Pour quelles raisons l’attaque meurtrière perpétrée jeudi 11 avril à Bordeaux n’est-elle pas, à ce stade des investigations, considérée comme un attentat terroriste par la justice ? Selon les premiers éléments divulgués vendredi 12 avril par la procureure de Bordeaux, le demandeur d’asile afghan qui a poignardé deux Algériens, dont l’un est mort, était pourtant mû par un mobile religieux : il aurait reproché à ses victimes de boire de l’alcool le jour de l’Aïd.

« En l’état, aucun élément ne milite en faveur d’une attaque à connotation terroriste », a néanmoins insisté la procureure, avant de préciser que le Parquet national antiterroriste (PNAT) restait « en évaluation ». Cette réticence de la justice à qualifier les faits de « terroristes » a suscité l’incompréhension d’une partie de l’opinion et la critique de certains médias (CNews, Sud Radio…) considérant qu’il s’agissait évidemment d’un attentat.

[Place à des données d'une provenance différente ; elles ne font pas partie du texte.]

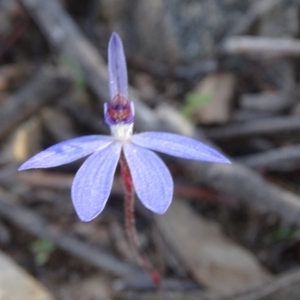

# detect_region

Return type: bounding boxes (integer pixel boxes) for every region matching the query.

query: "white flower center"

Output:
[110,123,133,142]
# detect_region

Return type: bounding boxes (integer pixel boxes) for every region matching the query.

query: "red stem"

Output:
[120,154,161,289]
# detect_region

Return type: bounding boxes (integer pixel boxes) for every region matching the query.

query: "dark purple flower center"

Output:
[104,94,134,126]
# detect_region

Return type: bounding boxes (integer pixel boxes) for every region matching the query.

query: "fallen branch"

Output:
[0,191,138,276]
[21,0,300,225]
[0,67,70,139]
[237,145,300,171]
[205,116,300,141]
[222,36,300,57]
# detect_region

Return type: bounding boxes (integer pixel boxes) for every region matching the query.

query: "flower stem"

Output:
[120,153,161,289]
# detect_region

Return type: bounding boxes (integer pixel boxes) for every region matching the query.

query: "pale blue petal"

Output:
[131,132,230,163]
[108,32,128,100]
[72,143,122,222]
[123,143,174,214]
[19,135,113,171]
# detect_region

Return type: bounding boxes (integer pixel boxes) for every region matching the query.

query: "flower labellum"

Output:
[19,33,230,222]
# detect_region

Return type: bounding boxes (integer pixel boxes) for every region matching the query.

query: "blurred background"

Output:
[0,0,300,300]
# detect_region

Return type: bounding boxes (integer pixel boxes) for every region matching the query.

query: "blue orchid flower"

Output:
[19,33,230,222]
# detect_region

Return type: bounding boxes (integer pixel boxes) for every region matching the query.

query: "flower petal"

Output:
[72,143,122,222]
[19,135,113,171]
[123,143,174,214]
[131,132,230,163]
[108,32,128,100]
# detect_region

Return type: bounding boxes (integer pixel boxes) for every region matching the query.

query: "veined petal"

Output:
[131,132,230,163]
[72,142,122,222]
[19,135,113,171]
[108,32,128,100]
[123,143,174,214]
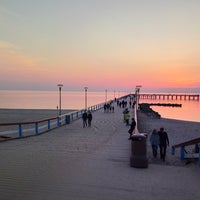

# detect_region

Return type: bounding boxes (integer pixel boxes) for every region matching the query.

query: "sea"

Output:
[0,90,200,122]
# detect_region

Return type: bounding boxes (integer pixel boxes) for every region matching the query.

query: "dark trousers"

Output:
[160,145,167,161]
[152,145,158,158]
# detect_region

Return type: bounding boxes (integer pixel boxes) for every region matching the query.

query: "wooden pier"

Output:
[139,94,200,101]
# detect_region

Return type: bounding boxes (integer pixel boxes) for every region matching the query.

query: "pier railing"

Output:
[0,103,103,139]
[172,138,200,167]
[139,93,200,101]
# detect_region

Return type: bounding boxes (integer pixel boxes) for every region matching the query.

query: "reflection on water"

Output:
[140,99,200,122]
[0,90,200,122]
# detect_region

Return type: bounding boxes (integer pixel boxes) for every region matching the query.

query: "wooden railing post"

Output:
[18,124,22,137]
[47,120,50,130]
[35,122,38,135]
[180,146,185,160]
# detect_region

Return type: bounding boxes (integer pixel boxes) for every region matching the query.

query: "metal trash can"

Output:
[65,115,70,124]
[130,133,148,168]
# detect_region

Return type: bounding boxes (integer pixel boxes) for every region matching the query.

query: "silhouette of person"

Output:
[150,129,160,158]
[158,127,169,161]
[82,111,87,128]
[87,111,92,127]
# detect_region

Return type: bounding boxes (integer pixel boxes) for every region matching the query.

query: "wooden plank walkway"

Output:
[0,106,200,200]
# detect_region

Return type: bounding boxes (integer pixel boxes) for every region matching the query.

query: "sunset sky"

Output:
[0,0,200,90]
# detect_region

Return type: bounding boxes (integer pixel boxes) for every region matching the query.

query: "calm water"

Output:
[0,90,200,122]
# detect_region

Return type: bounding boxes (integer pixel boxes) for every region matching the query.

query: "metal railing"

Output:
[0,103,103,139]
[171,138,200,167]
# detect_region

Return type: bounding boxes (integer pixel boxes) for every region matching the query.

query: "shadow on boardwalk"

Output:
[0,105,200,200]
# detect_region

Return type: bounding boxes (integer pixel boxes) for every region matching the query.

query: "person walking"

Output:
[124,111,130,126]
[150,129,160,158]
[128,118,136,140]
[82,111,88,128]
[158,127,169,161]
[87,111,92,127]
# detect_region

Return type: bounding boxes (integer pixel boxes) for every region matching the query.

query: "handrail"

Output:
[0,103,103,139]
[0,116,59,126]
[172,138,200,148]
[171,138,200,167]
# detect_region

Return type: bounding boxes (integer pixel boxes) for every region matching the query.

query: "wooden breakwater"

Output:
[139,93,200,101]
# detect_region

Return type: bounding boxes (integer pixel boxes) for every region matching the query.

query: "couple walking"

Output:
[82,111,92,128]
[150,127,169,161]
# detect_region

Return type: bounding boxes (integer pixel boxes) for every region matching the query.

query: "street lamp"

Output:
[57,84,63,115]
[135,85,142,110]
[105,89,107,103]
[84,87,88,110]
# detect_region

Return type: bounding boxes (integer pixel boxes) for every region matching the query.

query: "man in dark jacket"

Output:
[82,111,88,128]
[158,127,169,161]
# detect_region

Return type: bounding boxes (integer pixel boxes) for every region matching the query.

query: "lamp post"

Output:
[135,85,142,110]
[105,89,107,103]
[57,84,63,115]
[84,87,88,110]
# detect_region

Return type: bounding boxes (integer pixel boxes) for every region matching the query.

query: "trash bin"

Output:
[130,133,148,168]
[65,115,70,124]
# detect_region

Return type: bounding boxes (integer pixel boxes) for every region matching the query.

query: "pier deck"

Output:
[0,104,200,200]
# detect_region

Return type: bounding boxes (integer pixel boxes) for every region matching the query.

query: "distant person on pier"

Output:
[82,110,88,128]
[128,118,136,140]
[150,129,160,158]
[87,111,92,127]
[158,127,169,161]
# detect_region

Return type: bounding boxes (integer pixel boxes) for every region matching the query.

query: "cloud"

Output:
[0,41,39,69]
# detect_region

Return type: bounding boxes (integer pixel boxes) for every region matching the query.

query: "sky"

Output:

Ce hiatus entre l’analyse juridique du PNAT et sa perception dans certaines sphères provient en partie du fait que le terrorisme est un objet juridique et intellectuel protéiforme. Il ne fait l’objet d’aucune définition universelle (ni l’ONU ni la Cour pénale internationale ne s’entendent sur une définition unitaire) et continue d’alimenter de vifs débats dans le monde de la recherche. Mais surtout, sa définition en droit français ne recoupe pas toujours celles des sciences sociales ni même parfois le sens commun.

Un mode d’action

Dans le code pénal, les actes de terrorisme sont définis par l’article 421 comme devant être « intentionnellement en relation avec une entreprise individuelle ou collective ayant pour but de troubler gravement l’ordre public par l’intimidation ou la terreur ». La loi ne précise pas la nature politique de ce crime, pourtant communément admise, mais son objectif et ses moyens. En d’autres termes, le terrorisme n’est pas une idéologie, c’est un mode d’action.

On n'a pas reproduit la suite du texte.